Kalk Ebû Türâb, kalk!

Bu yazı, Savaş Barkçin’in Soyadı Kanunu1 adlı yazısını okurken -ki muhakkak okumanızı tavsiye ederim- Yahya Efendi Dergâhı’nın son şeyhi olan Abdülhayy Öztoprak’ın soyadının Hz. Ali’nin (ra) bir lakabı olan “Ebû Türâb” yani “toprağın babası”ndan mülhem olduğunu öğrenmem ve sonrasında gelişen olayların yazısıdır.
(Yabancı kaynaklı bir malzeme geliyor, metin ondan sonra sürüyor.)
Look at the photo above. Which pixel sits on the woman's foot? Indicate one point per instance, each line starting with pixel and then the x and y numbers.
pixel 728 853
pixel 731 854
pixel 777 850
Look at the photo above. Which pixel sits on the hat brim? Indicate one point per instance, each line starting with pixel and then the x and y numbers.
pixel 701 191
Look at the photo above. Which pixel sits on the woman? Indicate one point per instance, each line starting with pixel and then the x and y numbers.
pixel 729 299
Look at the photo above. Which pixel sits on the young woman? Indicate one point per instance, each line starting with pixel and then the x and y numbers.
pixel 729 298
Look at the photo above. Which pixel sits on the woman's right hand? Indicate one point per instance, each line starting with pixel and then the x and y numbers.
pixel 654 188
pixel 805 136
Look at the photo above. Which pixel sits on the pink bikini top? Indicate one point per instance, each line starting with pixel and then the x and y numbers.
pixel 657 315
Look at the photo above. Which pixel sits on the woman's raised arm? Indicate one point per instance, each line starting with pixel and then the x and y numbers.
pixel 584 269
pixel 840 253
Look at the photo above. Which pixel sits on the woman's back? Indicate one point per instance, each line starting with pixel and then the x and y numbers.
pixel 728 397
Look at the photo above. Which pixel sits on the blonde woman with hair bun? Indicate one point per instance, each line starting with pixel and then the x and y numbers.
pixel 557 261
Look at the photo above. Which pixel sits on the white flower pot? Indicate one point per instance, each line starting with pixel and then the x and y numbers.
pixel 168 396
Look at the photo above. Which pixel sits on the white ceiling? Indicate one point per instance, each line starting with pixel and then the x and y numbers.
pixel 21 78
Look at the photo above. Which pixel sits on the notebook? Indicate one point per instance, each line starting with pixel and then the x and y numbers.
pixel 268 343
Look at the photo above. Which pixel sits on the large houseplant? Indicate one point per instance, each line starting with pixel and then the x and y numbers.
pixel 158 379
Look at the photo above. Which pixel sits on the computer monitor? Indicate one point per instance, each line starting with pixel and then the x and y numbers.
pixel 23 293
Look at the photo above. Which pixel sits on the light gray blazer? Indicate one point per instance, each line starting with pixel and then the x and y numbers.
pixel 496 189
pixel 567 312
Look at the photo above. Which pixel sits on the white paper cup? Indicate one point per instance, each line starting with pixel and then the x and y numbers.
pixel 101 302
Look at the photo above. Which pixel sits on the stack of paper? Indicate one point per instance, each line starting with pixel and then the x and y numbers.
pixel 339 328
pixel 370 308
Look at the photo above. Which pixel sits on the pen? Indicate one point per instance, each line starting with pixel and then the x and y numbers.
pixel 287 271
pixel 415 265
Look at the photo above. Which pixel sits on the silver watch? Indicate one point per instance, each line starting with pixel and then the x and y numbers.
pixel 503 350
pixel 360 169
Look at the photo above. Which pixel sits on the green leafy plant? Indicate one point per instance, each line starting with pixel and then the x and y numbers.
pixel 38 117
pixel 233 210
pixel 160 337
Mezkûr yazıyı okuyana kadar böyle bir lakaptan haberim yoktu. Niçin Hz. Ali’nin (ra) bir lakabı bu olmuş diye araştırdığımda ise şu bilgilerle karşılaştım:

“‘Toprağın babası, toprağa bulanmış kimse’ anlamındaki bu lakap Hz. Ali’ye (ra)Resûl-i Ekrem (asm) tarafından verilmiştir. Sahih hadislerde rivayet edildiğine göre bir gün Hz. Peygamber (asm) öğle vakti kızı Fâtıma’nın yanına gittiğinde Hz. Ali’yi (ra) evde göremedi. Sahâbîlerden biri onun Mescid-i Nebevî’de uyumakta olduğunu haber verince Resûl-i Ekrem oraya gitti. Uyumakta olan Hz. Ali’nin (ra) üzerindeki hırkanın sıyrıldığını, vücudunun toprağa bulandığını gördü. Elbisesindeki toprağı eliyle silkelerken, ‘Kalk Ebû Türâb, kalk!’ diye seslendi. O günden sonra ‘Ebû Türâb’ diye de çağrılan Hz. Ali (ra) kendisine böyle hitap edilmesine çok sevinirdi.”2

Ne garip. Peygamberimizin (asm) taktığı lakapların muhakkak derin hikmetleri olmalı…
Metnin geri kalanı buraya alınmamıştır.